The complexity of vaccine hesitancy

The variety of individual barriers to the acceptance of vaccination is well-documented. “Much previous research has devoted attention to the individual-level determinants of vaccine hesitancy”, says Katrijn Delaruelle, a researcher in the VAX-TRUST project from the Ghent University. Vaccine hesitancy is often affected by people’s risk perception of vaccination. These concerns can be rooted in past experiences with vaccination services and the healthcare system, orientation towards mainstream medicine and use of Complementary and Alternative Medicine. Other factors, such as religious and philosophical beliefs, ethnicity, household composition, age, educational attainment, socio-economic status and income level also play a role in shaping people’s opinions about vaccination.

Moving beyond the individual

There is a large degree of cross-national variation in attitudes towards vaccination: “While the pattern for the Czech Republic is less clear-cut, the other countries of the VAX-TRUST consortium reveal disparities. Citizens in Finland, the UK, and Portugal generally report more positive vaccine attitudes, other countries, such as Poland, Belgium and Italy tend to show more negative vaccine attitudes”, explains Katrijn Delaruelle.

This highlights the need to go beyond the individual. “After reviewing the academic literature, we concluded that past research has largely ignored that people’s attitudes towards vaccines may additionally be shaped by the societal conditions in which they are living and working: citizens with a specific socio-demographic profile in certain countries have more positive attitudes towards vaccines than citizens with a similar profile from other countries”, states professor Piet Bracke, a leading scholar of the VAX-TRUST consortium from the Ghent University. To address the impact of the contextual factors which can influence vaccine hesitancy, the VAX-TRUST project takes a macro-sociological approach.

The significance of contextual factors

Our analysis from the Special Eurobarometer 488 and other public data sources pointed towards two contextual factors: healthcare corruption and societal trust.

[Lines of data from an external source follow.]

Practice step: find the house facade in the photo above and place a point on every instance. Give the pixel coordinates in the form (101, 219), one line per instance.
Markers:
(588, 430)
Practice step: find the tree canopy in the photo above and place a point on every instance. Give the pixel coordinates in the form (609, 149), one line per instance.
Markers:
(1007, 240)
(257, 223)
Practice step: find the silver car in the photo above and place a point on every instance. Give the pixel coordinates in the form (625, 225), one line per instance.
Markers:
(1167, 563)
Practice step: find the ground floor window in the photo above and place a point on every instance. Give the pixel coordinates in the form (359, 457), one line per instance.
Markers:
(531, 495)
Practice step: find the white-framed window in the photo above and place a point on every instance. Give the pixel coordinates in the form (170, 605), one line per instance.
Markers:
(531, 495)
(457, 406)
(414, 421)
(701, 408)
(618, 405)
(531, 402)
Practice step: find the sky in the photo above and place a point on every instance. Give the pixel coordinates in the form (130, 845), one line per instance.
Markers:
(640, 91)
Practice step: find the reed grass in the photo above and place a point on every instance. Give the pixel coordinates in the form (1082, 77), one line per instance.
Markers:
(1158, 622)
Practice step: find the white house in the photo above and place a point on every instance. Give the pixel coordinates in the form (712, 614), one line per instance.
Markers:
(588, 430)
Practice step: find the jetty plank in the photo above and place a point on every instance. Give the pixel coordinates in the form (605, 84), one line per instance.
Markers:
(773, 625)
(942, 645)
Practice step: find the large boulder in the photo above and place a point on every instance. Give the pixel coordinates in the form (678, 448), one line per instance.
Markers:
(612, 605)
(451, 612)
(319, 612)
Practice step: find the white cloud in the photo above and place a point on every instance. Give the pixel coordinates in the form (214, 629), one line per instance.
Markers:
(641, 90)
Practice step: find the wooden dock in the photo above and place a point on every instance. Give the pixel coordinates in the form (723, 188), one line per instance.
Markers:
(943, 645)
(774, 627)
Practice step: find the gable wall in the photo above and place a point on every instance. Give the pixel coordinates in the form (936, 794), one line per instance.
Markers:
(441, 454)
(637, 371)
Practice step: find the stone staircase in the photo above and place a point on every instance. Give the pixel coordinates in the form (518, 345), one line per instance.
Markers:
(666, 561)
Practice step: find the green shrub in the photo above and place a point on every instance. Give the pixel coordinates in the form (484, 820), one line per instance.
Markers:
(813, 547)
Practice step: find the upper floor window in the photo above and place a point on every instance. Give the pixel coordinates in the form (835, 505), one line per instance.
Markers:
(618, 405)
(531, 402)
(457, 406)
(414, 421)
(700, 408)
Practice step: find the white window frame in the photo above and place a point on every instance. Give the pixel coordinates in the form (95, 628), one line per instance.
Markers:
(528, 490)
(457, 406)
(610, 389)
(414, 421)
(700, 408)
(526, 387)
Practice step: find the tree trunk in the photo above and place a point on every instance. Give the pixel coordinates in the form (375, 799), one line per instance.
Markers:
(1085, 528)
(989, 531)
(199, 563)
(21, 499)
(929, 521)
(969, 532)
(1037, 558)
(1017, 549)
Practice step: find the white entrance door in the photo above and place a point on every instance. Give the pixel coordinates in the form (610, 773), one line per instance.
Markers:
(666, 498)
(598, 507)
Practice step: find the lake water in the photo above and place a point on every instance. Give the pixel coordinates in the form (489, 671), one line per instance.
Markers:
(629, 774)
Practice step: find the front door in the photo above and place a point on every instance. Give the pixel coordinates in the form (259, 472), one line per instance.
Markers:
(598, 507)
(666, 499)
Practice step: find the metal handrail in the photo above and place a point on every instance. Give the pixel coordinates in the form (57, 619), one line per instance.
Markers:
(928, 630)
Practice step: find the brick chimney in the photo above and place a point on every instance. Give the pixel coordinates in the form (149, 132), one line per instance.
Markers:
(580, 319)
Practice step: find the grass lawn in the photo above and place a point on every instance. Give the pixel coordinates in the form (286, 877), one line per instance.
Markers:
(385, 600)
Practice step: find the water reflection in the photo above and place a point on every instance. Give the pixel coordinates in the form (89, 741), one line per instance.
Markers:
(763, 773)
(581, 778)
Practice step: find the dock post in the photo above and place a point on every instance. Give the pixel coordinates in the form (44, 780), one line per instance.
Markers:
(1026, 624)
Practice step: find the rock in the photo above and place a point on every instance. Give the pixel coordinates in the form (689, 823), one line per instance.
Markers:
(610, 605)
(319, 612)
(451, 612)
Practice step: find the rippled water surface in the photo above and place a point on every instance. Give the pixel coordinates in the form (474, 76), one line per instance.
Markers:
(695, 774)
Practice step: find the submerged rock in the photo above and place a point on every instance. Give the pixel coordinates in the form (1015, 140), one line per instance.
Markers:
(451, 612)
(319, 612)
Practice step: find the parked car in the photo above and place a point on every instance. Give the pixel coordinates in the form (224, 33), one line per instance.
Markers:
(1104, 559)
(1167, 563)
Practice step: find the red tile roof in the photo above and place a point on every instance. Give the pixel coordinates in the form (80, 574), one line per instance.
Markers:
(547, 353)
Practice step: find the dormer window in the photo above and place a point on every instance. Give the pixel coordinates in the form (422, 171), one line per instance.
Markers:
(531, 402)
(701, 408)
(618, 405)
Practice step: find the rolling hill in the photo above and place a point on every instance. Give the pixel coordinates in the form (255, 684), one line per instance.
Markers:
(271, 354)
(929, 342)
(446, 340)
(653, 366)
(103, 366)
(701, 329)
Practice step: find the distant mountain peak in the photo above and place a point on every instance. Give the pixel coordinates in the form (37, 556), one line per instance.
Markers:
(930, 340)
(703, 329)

This means that people are more likely to attach great importance to vaccines and to assess vaccines as (highly) effective in countries where the practice of giving and taking bribes in the healthcare system is virtually absent, as well as in countries where people have greater trust in one another.

“In some cases, contextual factors affect attitudes towards vaccination in particular social groups”, adds Melissa Ceuterick, researcher in the VAX-TRUST project from the Ghent University. For instance, the institutionalization of a preventive lifestyle affects differences in the perceived effectiveness and importance of vaccines by age, educational attainment, and number of children. Additionally, while the effectiveness of vaccines is more regularly questioned in countries characterized by large degrees of institutional trust in the social media, this is more pronounced among men and the shorter educated. Lastly, the characteristics of the primary healthcare system’s structure are crucial to acknowledge when analyzing age differences in vaccine importance.


The results underscore the importance of devoting attention to the contextual conditions when studying vaccine hesitancy and its determinants. “Context sensitivity and flexibility are crucial when studying people’s attitudes towards vaccines”, concludes Piet Bracke. These results will be taken into account as VAX-TRUST proceeds.